Réjane attend de l'Etat une meilleure protection des producteurs français, face à une concurrence étrangère jugée déloyale, puisque soumise à des exigences bien moindres. D'autant que l'inflation vient compliquer la situation des éleveurs : "j'ai des contrats, notamment pour une grande enseigne de fast food, qui n'a plus le niveau de consommation qu'elle avait. Cette clientèle, qui ne vient plus, va acheter en grande surface, soit va réorienter sa consommation à domicile sur tout ce qui va être snacking et 90 % de la viande de volaille présente dans la sandwicherie n'est pas française. Nos débouchés sont boudés pour une raison budgétaire encore une fois... mais si on veut être compétitif, il faut qu'on nous enlève des charges... Rétablissons aussi les droits de douane sur les importations, et ce serait déjà très bien."

Réjane Etienne
Crédit : Yann Launay

Gare aux bouchons !

Dans le Morbihan, les agriculteurs se donnent rendez-vous à midi devant la préfecture, à Vannes. En Ille-et-Vilaine, plusieurs convois de tracteurs convergeront vers le Conseil régional de Bretagne, où ils doivent arriver à midi, avant de se rendre devant la DRAAF, la Direction régionale de l'alimentation, de l'agriculture et de la forêt. 

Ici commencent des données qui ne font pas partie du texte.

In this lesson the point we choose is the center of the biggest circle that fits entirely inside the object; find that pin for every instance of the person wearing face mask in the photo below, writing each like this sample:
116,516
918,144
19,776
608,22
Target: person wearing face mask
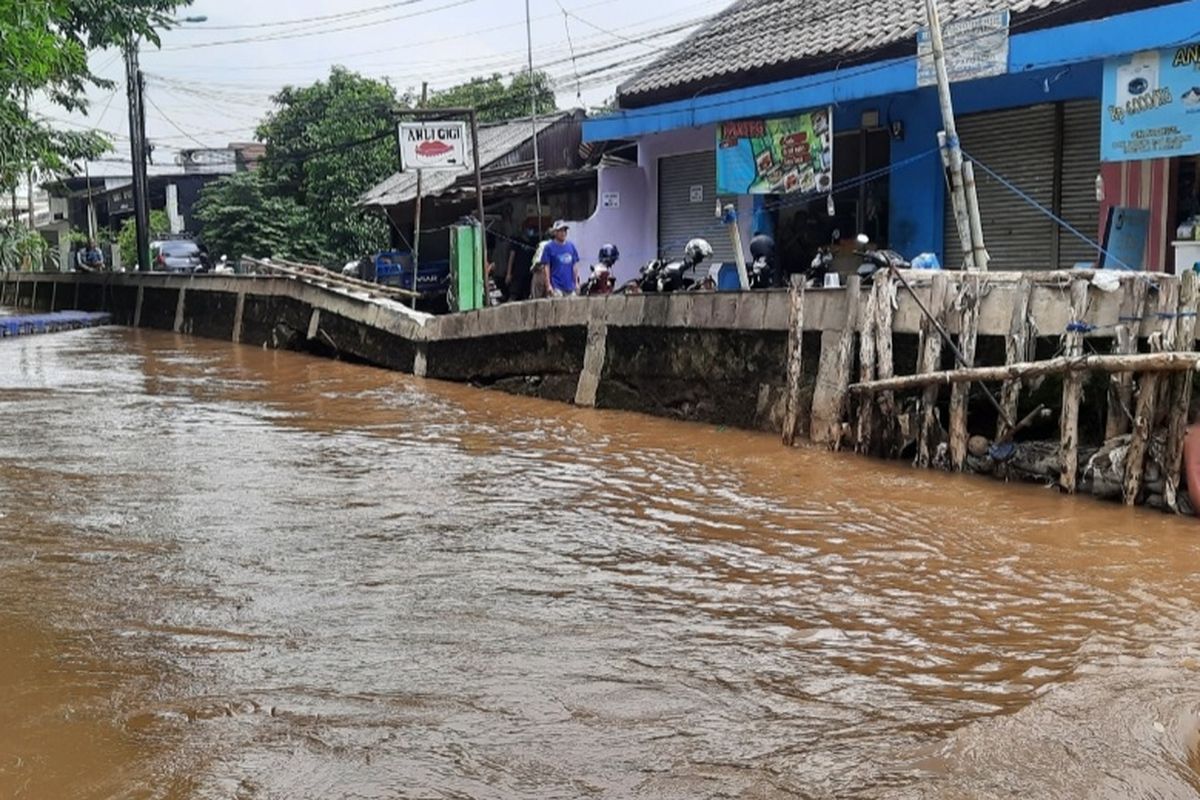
519,274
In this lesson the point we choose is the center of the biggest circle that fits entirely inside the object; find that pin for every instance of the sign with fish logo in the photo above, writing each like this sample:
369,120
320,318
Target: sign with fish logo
775,156
1152,104
432,145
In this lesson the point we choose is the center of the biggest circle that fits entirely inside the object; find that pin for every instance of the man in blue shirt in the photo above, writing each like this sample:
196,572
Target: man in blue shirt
562,259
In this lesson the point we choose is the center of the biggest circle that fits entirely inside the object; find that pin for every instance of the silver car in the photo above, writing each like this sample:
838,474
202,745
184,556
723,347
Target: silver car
177,256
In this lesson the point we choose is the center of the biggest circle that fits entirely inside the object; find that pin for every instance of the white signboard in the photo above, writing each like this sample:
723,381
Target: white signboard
976,47
432,145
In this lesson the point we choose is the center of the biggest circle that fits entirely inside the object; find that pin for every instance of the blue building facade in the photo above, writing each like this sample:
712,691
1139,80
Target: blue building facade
1037,127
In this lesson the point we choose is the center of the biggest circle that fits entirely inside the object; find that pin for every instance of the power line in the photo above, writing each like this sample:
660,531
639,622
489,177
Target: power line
287,23
321,31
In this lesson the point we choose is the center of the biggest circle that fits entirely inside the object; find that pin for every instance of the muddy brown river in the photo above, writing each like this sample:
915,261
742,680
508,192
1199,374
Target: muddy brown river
231,573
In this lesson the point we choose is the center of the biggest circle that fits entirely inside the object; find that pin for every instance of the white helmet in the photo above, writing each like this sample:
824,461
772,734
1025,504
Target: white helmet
696,251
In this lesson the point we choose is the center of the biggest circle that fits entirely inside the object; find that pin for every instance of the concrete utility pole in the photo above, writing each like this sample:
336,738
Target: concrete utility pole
963,196
533,118
29,181
133,84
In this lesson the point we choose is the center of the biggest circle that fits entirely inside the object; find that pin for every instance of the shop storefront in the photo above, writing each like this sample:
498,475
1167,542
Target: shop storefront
1035,119
1151,142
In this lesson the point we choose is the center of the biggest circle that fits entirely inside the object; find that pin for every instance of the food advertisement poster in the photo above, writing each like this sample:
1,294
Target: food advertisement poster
775,156
1152,104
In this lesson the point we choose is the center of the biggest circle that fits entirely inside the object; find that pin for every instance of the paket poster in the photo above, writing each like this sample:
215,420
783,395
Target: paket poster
1152,104
775,156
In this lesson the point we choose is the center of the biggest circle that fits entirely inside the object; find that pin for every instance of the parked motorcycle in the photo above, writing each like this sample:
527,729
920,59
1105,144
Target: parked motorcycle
821,264
876,259
671,276
601,281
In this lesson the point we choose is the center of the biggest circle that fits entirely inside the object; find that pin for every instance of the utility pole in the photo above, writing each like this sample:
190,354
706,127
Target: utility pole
29,180
135,86
417,211
966,206
533,118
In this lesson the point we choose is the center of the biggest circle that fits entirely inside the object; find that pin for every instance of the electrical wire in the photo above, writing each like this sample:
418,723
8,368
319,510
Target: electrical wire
301,20
321,31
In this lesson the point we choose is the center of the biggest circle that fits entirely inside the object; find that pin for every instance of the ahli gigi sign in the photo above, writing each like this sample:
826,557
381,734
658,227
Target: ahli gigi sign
1152,104
777,156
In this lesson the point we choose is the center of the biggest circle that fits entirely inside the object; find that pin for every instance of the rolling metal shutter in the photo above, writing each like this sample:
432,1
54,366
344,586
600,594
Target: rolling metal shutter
1080,164
1020,145
682,216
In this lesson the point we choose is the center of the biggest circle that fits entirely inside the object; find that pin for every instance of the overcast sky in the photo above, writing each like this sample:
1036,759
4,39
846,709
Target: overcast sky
211,82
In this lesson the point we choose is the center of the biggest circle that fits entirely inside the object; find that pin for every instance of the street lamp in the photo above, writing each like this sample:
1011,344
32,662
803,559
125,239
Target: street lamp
135,83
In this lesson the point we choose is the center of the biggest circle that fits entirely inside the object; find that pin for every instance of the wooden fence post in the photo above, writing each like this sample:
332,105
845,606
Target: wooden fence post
1180,394
960,394
867,343
1072,390
1133,307
931,361
1015,352
886,366
845,360
1147,392
795,362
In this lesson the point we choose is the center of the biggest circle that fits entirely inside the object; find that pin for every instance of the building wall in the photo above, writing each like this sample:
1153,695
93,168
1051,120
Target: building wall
918,187
635,227
1144,185
622,226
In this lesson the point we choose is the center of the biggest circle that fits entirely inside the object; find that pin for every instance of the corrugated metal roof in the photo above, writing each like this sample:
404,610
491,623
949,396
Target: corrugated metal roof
761,35
495,143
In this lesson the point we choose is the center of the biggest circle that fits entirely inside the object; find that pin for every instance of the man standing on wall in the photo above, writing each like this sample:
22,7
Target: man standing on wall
562,262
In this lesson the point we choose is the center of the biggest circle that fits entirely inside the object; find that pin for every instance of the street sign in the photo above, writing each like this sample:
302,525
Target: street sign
976,47
432,145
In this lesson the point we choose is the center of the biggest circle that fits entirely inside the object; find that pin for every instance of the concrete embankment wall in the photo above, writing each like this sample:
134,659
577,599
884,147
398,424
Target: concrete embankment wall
707,358
713,358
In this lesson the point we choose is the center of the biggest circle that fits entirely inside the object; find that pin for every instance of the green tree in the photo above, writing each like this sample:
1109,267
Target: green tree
240,217
325,145
496,100
43,52
127,236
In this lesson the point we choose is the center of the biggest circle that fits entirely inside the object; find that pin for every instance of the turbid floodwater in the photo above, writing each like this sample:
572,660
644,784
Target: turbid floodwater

Plusieurs rassemblements sont aussi prévus, dans le Finistère à Quimper, devant la DDTM, à Brest et à Morlaix, devant les sous-préfectures, et plus tard dans les Côtes d'Armor, dans le secteur de Saint-Brieuc entre 18h et 20h30, les tracteurs partiront de Broons, Dinan, Guingamp, Plaintel, en empruntant les voies rapides.

Les mobilisations sont maintenues malgré les avancées obtenues hier soir à Matignon où les présidents des JA et FNSEA étaient reçus : abandon de la hausse de la taxe sur les pesticides et l'eau notamment.